On Sunday there was the threat of severe weather across the state, but it wound up not forming much except in the far south and east and over the lake and in to Michigan. This meant one thing; awesome towering thunderheads in the distance. So I went out right about sunset to see if I could capture anything. I didn't get much that I liked, but as it darkened I realized these were some pretty active storms. Now I'm thinking forget the pictures, let's get a timelapse.
So that's what I did. I headed to the southern edge of town to a field where I knew I'd have an unencumbered view south/southeast. The only problem was the street lights. I kind of didn't want them there and yet I also did. I thought the lights lighting up this field would provide a nice contrast and color combo, but it's a bit overpowering at times. So much so that there's actually flare in my 16-35mm (the wide shots) and the light is literally behind me.
So what's the setup?
- Canon 5Dmkiii with 16-35 f/2.8L II
- 3,297 shots at 16mm f/2.8, 2s, ISO 3200
- Canon 6D with Tamron 70-200 f/2.8 Di VC USD
- 1,668 shots at 70mm f/4, 2s, ISO 3200
There are actually about another 900 shots taken, but I wound up not using them. I shot some at 200mm, and quite a few with my 400mm f/5.6. I thought I could end it by zooming into the moonrise. While it worked, I deleted it because it was so out of place for the subject of the video.
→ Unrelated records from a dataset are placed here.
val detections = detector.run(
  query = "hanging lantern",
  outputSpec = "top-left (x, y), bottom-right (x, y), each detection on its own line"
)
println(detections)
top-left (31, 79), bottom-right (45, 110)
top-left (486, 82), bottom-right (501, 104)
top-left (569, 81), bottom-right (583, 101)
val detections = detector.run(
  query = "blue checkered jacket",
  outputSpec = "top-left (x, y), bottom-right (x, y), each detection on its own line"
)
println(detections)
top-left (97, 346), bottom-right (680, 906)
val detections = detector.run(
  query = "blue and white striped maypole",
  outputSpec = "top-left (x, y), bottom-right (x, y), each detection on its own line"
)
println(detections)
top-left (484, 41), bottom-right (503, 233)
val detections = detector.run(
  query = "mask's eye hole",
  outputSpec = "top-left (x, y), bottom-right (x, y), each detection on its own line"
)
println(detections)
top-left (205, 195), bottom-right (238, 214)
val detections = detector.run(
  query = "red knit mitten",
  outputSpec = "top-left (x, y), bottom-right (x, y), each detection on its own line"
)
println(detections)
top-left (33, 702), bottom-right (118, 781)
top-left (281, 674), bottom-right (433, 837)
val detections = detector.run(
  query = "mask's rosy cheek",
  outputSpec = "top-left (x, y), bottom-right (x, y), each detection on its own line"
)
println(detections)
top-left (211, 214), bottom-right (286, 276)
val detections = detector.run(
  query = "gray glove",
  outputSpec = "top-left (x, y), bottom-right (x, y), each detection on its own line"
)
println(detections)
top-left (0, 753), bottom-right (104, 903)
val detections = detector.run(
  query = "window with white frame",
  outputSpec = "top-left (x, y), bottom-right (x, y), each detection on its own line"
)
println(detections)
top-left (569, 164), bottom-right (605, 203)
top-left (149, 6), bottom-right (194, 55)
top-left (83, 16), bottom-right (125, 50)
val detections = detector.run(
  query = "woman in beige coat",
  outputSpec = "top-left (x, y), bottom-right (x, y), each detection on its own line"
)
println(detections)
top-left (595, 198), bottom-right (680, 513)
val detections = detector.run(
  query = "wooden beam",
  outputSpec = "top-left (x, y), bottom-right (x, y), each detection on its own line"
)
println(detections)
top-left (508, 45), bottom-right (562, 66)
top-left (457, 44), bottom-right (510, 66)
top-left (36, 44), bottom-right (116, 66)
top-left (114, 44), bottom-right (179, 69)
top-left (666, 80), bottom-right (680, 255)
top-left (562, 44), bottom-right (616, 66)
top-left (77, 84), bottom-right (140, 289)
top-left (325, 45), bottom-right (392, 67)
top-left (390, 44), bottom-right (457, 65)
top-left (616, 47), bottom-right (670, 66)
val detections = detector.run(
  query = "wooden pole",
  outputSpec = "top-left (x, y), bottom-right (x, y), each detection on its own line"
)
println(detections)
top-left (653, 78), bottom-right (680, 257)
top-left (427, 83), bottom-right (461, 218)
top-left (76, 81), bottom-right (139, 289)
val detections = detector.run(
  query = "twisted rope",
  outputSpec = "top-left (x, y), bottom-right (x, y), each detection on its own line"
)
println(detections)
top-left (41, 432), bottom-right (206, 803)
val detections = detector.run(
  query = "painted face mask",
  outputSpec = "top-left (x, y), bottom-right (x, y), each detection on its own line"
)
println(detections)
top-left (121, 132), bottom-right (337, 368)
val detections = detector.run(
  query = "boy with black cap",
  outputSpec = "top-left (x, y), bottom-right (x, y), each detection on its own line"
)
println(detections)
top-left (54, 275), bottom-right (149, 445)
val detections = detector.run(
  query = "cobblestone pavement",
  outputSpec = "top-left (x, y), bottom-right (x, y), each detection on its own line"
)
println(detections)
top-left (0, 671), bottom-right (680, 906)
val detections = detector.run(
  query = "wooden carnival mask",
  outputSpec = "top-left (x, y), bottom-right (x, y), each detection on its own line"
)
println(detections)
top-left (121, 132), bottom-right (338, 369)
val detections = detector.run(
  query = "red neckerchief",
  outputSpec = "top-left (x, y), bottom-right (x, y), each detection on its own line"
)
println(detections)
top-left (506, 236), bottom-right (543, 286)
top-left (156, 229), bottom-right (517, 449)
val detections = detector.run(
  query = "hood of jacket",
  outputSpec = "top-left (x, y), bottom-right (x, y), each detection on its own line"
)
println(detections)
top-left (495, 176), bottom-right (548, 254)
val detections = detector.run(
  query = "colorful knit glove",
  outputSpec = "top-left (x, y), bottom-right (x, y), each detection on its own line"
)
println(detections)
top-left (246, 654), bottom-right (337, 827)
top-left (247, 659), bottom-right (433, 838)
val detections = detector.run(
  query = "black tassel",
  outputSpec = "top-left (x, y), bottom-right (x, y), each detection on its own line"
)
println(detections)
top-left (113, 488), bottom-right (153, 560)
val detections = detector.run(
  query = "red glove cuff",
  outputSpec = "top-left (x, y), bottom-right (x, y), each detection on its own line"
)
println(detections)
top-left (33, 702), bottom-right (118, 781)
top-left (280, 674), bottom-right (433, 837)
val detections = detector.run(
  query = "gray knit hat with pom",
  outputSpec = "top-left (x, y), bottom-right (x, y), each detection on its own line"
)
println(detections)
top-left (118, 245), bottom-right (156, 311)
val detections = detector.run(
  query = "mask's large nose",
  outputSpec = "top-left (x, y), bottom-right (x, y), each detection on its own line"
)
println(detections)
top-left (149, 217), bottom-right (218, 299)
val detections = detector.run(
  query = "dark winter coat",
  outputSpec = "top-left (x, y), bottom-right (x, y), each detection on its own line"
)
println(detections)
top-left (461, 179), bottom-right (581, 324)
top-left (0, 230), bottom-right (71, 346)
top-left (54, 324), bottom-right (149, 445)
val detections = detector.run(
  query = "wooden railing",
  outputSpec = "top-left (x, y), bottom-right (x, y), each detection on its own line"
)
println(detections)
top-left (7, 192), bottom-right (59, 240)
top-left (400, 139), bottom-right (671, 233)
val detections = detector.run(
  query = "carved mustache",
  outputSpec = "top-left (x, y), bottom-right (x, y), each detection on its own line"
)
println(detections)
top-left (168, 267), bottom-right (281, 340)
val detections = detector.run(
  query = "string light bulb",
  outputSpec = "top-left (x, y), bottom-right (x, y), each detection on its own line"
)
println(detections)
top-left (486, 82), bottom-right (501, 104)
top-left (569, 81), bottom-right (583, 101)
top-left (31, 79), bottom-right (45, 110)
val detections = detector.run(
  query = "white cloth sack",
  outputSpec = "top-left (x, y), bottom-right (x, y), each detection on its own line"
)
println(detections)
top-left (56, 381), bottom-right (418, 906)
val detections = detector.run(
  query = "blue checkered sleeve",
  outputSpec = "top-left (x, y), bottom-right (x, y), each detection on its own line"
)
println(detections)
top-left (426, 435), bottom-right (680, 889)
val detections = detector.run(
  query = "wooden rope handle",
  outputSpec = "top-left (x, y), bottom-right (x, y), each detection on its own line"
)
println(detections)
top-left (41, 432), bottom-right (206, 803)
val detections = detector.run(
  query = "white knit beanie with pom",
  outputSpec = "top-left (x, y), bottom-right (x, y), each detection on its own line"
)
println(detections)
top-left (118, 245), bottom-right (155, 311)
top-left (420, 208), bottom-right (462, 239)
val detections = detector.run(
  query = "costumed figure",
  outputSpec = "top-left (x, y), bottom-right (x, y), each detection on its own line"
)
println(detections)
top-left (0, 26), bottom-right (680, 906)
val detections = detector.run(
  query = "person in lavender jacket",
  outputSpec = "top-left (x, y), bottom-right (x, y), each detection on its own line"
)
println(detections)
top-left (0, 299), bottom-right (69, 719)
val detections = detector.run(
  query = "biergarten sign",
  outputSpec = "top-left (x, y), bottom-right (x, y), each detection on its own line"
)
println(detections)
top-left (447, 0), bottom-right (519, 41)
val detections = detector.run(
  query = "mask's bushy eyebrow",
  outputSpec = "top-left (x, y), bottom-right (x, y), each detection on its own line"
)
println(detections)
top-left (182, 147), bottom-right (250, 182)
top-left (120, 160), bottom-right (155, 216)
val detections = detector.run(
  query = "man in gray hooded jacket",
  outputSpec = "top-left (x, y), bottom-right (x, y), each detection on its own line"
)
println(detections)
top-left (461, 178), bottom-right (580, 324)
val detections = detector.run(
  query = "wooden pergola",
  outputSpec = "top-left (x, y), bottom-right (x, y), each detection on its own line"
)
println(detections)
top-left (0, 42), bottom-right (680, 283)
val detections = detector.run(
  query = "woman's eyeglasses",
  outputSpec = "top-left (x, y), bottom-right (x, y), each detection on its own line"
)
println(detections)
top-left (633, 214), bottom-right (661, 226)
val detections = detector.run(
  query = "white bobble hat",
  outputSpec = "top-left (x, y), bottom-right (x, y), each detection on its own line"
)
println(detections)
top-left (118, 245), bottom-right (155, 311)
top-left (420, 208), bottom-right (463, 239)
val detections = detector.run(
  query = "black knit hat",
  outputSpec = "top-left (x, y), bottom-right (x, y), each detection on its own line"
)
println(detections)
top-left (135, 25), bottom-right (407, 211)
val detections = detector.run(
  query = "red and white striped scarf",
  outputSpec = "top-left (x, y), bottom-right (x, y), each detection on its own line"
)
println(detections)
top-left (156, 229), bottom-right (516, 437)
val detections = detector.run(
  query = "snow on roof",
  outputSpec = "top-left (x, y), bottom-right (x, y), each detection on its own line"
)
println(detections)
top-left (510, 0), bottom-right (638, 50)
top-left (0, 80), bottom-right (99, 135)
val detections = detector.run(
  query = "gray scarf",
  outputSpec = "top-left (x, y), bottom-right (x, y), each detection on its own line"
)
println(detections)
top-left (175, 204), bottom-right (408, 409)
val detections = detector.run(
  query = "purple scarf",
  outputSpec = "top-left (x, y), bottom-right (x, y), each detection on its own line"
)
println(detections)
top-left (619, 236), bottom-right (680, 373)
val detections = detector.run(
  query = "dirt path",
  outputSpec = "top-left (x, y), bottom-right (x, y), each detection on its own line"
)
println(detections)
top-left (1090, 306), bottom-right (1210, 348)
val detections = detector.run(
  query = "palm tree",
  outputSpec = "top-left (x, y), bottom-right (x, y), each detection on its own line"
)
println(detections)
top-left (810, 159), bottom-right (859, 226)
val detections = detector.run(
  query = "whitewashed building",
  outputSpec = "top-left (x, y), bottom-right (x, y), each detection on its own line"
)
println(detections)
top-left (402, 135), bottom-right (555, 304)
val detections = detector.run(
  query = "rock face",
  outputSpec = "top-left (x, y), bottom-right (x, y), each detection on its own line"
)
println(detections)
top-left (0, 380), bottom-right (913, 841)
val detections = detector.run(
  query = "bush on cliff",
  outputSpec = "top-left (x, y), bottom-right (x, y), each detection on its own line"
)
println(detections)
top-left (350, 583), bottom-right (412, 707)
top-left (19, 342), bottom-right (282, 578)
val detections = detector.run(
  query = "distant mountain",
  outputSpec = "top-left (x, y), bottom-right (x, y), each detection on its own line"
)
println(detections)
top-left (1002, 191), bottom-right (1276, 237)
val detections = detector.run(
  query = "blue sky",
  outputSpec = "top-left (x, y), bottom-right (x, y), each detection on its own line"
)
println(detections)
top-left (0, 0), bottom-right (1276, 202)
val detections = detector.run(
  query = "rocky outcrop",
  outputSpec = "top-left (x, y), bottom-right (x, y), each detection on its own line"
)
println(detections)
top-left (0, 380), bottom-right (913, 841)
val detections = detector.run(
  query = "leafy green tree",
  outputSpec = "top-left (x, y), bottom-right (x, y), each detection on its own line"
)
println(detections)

Going from lightning to a crystal clear moon shot changed the subject matter way too fast.
In the end, I took them all, batch edited in Lightroom, exported and ran them into a 1080p 60p project in Final Cut Pro X. So each second represents 2 minutes of real time. A soundtrack and sound effects were then added to recreate to the atmosphere, with a tad bit of creative freedom.